AHIP asserted that steering Medicaid and Medicare beneficiaries into commercial coverage may create unsustainable premium and care costs for current commercial member populations.
“The undersigned groups share the goal of ensuring that our members and employees receive high-value care while keeping premiums affordable and sustainable,” AHIP said. “These recent disclosures have raised serious concerns and threaten to interfere in our collective ability to provide affordable health coverage.”
The group argued that providers are steering patients with ESRD into commercial health plans for financial gain instead of maintaining adequate renal care available through Medicaid or Medicare.
AHIP explained that providers may be incentivized to earn higher reimbursement amounts by moving patients from public payer coverage into commercial coverage.
“As demonstrated by evidence collected during an earlier rulemaking related to the [federal marketplace] Exchanges, dialysis providers are paying premiums through a financially interested third party—the American Kidney Fund—for ESRD patients in order to steer them away from Medicaid and Medicare and into commercial Exchange plans so that they can profit from the higher reimbursement rates paid by these issuers,” AHIP cautioned.

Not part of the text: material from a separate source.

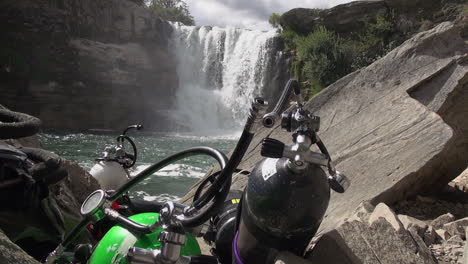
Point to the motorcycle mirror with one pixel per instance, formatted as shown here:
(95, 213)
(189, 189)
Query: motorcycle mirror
(339, 182)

AHIP explained that financially motivated adverse selection creates gaps in critical ESRD care and life-saving procedures.
The letter argued that these practices create barriers to care coordination for all ESRD patients and barriers to kidney transplants for low-income individuals. Low-income individuals are especially affected as their premium costs increase and affordability becomes an additional barrier to ESRD care, AHIP said.
In addition, AHIP suggested that providers are gaming the employer-sponsored insurance market by maximizing profitability for ESRD care.
“One financial report reveals that this steering into the employer market generates $450 million a year in operating income for a single dialysis provider,” AHIP said.
The group cited financial estimates from JP Morgan & Chase that found third-party organizations urged individuals to elect COBRA coverage instead of other health plan options to maintain high profits.
AHIP urged CMS to use rulemaking procedures and take further actions to address the financial interests of third-parties in regard to ESRD care.
“For this reason, while rules governing third-party payments should enable legitimate organizations who are acting in good faith to provide consumer support, we strongly urge that CMS re-issue its rule on steering in the individual market and prohibit third-party payments made directly or indirectly by a financially-interested party,” AHIP concluded.
“When third parties with conflicts of interest and who gain financially intervene in the provision of health insurance benefits in a manner that changes the financial balance inherent in the relationship between payers and plan beneficiaries, to the detriment of the healthcare system, the results can be adverse for the individual being assisted, for other plan beneficiaries, and for the sustainability of commercial health plans as a whole,” the organization continued.
“We urge you to scrutinize these recent disclosures and to work collaboratively with us to ensure our employees and members receive the most appropriate coverage to which they are entitled.”